Colbert et al. (2007) argue that “online teaching and activities only have value if they allow students to develop key skills, abilities and interest that we regard as the heart of university English” (75), and that the use of online and mobile technologies “must extend the possibilities for this in ways that go beyond what is achievable within a more traditional classroom” (346). The increasing demand for online learning offers opportunities to think carefully about what we want from students and how we understand the practices of our discipline. An important part of this work is identifying how reading can be best demonstrated by students and measured by teachers.

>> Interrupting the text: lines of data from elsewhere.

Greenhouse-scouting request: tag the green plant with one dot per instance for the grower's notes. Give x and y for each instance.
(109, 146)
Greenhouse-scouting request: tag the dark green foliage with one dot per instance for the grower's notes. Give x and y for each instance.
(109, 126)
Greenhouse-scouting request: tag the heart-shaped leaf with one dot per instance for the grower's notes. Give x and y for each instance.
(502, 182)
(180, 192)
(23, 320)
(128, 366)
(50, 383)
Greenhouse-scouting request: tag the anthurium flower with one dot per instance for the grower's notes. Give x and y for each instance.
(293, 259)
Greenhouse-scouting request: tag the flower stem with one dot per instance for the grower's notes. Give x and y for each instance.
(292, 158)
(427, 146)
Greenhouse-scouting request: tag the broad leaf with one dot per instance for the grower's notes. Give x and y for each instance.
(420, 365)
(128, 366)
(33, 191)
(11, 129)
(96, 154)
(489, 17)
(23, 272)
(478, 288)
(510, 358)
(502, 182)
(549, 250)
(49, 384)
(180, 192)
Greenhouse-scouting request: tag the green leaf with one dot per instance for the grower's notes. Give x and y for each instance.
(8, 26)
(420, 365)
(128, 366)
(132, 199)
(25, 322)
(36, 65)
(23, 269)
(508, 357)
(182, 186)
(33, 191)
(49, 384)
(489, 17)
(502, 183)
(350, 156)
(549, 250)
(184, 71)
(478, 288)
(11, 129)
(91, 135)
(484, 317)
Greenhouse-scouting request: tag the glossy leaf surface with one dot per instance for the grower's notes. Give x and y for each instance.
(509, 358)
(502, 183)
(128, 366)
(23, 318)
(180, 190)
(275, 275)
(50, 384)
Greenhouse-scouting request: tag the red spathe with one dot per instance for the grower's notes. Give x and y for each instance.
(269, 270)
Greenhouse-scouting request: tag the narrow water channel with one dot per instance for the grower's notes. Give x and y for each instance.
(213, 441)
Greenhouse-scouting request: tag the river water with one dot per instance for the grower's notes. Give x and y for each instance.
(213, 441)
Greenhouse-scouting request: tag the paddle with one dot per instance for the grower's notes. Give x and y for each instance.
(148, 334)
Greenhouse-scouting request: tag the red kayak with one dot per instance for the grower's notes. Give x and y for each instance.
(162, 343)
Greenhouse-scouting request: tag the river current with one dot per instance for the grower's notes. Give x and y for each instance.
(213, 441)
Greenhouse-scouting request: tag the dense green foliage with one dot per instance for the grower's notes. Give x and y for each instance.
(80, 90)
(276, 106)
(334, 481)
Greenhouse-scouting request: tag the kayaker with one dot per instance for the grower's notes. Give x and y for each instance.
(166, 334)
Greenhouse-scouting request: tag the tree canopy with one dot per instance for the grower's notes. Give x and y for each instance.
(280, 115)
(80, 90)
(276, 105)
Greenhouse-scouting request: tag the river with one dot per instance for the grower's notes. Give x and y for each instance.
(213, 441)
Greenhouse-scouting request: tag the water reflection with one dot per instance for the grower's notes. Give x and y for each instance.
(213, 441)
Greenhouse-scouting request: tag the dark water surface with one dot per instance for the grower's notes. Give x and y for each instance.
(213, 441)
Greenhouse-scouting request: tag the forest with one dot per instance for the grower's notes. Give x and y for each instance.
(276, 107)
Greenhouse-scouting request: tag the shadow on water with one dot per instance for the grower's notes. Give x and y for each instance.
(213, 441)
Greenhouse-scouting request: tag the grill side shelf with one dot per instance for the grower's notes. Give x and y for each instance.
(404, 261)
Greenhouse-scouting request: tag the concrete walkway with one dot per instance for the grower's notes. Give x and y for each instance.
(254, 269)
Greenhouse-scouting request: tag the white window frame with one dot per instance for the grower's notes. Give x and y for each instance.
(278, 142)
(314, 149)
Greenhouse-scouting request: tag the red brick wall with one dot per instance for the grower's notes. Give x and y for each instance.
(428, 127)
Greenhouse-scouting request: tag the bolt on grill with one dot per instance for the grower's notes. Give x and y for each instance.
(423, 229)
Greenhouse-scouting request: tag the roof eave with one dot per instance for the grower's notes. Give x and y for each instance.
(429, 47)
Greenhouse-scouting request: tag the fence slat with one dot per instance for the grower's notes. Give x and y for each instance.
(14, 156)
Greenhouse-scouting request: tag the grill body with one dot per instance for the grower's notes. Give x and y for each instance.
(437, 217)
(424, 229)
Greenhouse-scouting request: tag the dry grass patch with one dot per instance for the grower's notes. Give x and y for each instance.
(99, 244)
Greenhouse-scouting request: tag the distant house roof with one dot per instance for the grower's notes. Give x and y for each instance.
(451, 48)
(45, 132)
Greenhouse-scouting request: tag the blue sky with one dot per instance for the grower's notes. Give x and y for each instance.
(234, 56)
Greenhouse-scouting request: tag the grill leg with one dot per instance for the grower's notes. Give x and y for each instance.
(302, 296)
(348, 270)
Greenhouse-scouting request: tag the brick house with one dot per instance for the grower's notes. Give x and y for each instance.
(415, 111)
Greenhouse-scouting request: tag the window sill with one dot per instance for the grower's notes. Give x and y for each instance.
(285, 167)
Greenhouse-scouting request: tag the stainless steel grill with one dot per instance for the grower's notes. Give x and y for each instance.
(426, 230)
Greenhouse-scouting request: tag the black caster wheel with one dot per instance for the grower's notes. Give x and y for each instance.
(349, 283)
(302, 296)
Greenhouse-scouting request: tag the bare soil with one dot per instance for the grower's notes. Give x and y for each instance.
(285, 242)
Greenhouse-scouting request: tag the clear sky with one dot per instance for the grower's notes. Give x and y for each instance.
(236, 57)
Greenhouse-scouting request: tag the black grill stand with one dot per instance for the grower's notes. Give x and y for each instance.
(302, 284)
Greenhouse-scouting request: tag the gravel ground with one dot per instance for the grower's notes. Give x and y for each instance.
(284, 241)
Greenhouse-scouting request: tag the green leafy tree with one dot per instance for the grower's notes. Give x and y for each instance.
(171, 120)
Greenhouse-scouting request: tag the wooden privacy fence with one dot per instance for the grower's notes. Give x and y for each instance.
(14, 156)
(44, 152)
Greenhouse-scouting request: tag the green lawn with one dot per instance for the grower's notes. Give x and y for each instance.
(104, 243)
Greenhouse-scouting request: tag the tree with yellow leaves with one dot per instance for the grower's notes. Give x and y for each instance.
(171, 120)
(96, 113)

While our universities engage variously with asynchronous learning and teaching, we know very little about students’ and teachers’ experience of this model, a model which seems to create overt challenges to many of the traditions and core practices of English Literary Studies, namely, shared close reading and the visibility of reading skills and outputs for students. This study aims to seek feedback from students taking Flinders University English subjects asynchronously during 2023, the last year our subjects were run “unofficially” as asynchronous offerings. 1 We sought to understand the student experience of asynchronous learning as well as their reasons for electing to study online instead of in-person. As such, we aimed to conduct a critical exploration of how English Literary Studies, a discipline conventionally associated with shared, close reading activities in the classroom, might respond to demands for asynchronous learning and teaching.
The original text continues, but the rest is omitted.